A holiday weekend doesn't have the same meaning when one is unemployed, really. I'm actually finding the timing of this particular holiday weekend a bit unfortunate. Here we've only just begun classes, and already have a day off! I'd much rather be in class on Monday, occupied, getting more assignments to occupy more time.

If you're not picking up on it, the bulk of my time is unstructured at the moment, a bit uncomfortably so. My time here has been amazing so far, and I love the area. I love riding my bike, I love meandering, I'm beginning to love just sitting at the beach. The problem is that there's a bit of an imbalance. I have so much down time, it's beginning to drive me a bit cuckoo. I've been unemployed now for a month. My in-class time for this past week was a good beginning, but I'm ready to throw myself into this, and I can't yet. Due to the holiday weekend, we have 3 days off, and then I also have Tuesday off, and now I also have Thursdays off for the next 8 weeks, due to the re-scheduling of the Hydraulics class/ lab combo. I don't know how to deal with this, actually. I'm really not good at unstructured time. I mean, I could be productive and spend more time working out, or more time writing, or reading, or getting out and meeting people somehow, and I was really trying to do that for the first week, but now, it just feels like it's all unstructured time, and there's no balance, and I don't really know what to do with myself anymore.

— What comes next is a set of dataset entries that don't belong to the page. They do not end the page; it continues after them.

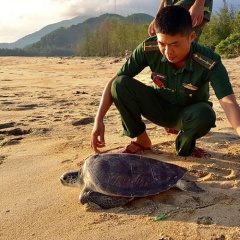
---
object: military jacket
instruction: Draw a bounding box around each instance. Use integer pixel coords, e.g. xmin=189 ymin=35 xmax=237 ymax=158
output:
xmin=165 ymin=0 xmax=213 ymax=21
xmin=117 ymin=36 xmax=233 ymax=107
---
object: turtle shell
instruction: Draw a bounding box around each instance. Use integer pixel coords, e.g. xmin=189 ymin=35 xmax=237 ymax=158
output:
xmin=83 ymin=153 xmax=187 ymax=197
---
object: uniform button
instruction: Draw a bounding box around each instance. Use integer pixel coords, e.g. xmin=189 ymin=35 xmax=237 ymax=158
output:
xmin=189 ymin=94 xmax=192 ymax=97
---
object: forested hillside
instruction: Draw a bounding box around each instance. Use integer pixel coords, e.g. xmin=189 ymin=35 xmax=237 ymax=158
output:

Ok. Deep breath. I am trying to appreciate what I have at the moment. If I think about all I've accomplished in the past month, it's pretty astonishing. And before that, I'd been working 2 jobs for more than a year. So I should really just enjoy this downtime, really relish it because it's been a busy summer, and it's been a busy year. It's just hard to appreciate something when you have so much of it!